Jorge Falcón, otro dilecto amigo de Gálvez, en Hora del Hombre, revista que en 1957 le dedica como homenaje tras su fallecimiento, entiende su postura frente al reformismo urbano y vivencial limeño. Anota que el poeta y cronista no es “ni pasadista ni añorante; ni aferradamente pegado a la tradición… Gálvez quiere su Lima de principios de siglo. Gusta de la tradición hispánica de la capital…Pero ¡cómo palpita, igualmente ante el espectáculo diario del Columbus Circus!”  

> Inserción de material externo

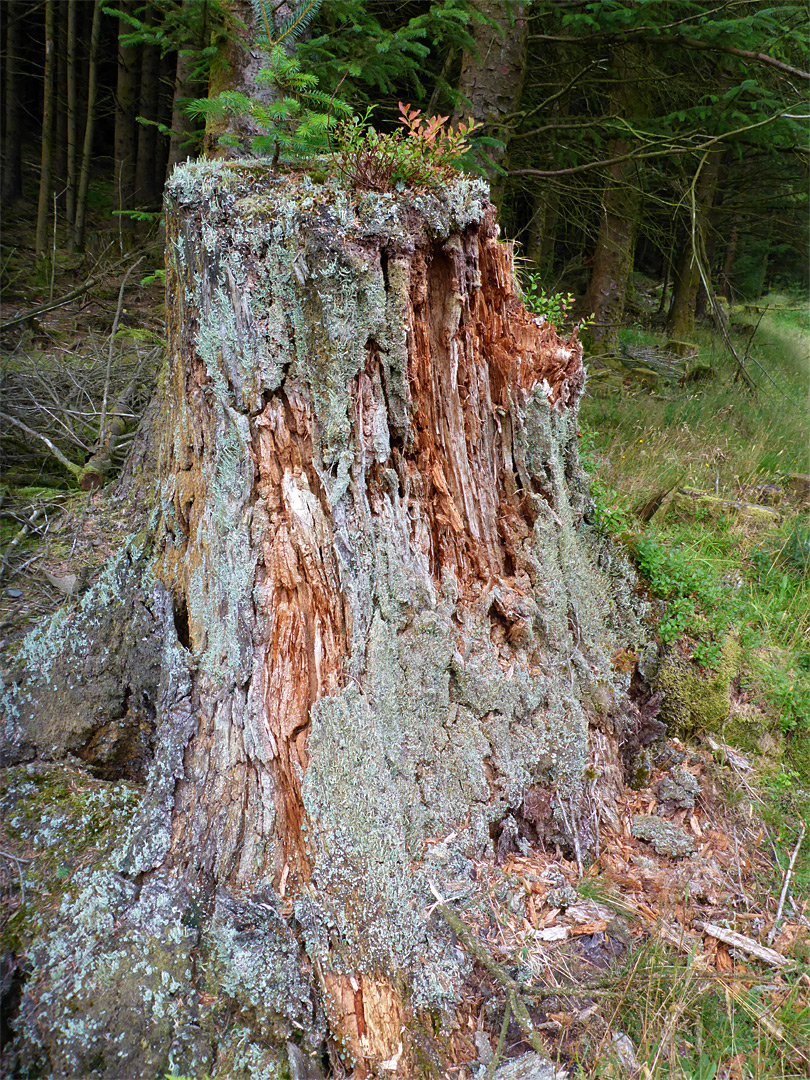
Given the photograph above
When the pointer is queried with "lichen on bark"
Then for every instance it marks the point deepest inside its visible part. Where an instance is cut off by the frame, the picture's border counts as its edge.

Por mi parte, sostengo que con el tiempo el reformismo urbano llevado al extremo expuso a al Centro Histórico de Lima a un peligro mayor, apoyado, como otrora, en la Nueva Ley de Expropiaciones de 1903 (Art. 9, en particular). En 1940, por Resolución Suprema se estuvo en condiciones autorizar la apertura de la avenida Tacna, que echó abajo la iglesia de Santa Rosa de los padres, y desde el año 1947 permitió el ensanchamiento del jirón Abancay, que con indolencia y enorme torpeza se llevó por delante gran parte del antiguo monasterio de monjas de La Concepción, de excepcional valor arquitectónico y artístico no solo capitalino, además de partir en dos el Convento Grande San Francisco de la Provincia de los Doce Apósteles —en su época tan extenso como su par de Sevilla—. Si con mi extinto querido amigo el padre Antonio San Cristóbal en su Arquitectura virreinal religiosa debo repetir que ambos edificios resistieron los desbastadores terremotos de 1687 y 1726; habrá que agregar con Porras Barrenechea, que los alcaldes fueron más letales que los temblores. Técnicamente, ninguna de estas dos ampliaciones fueron la mejor solución para resolver el problema de transitividad y comunicación necesarias, y porque también se hicieron al precio de afectar gravemente la integridad del Centro Histórico de Lima, que debió ser el punto de partida de la reforma urbana.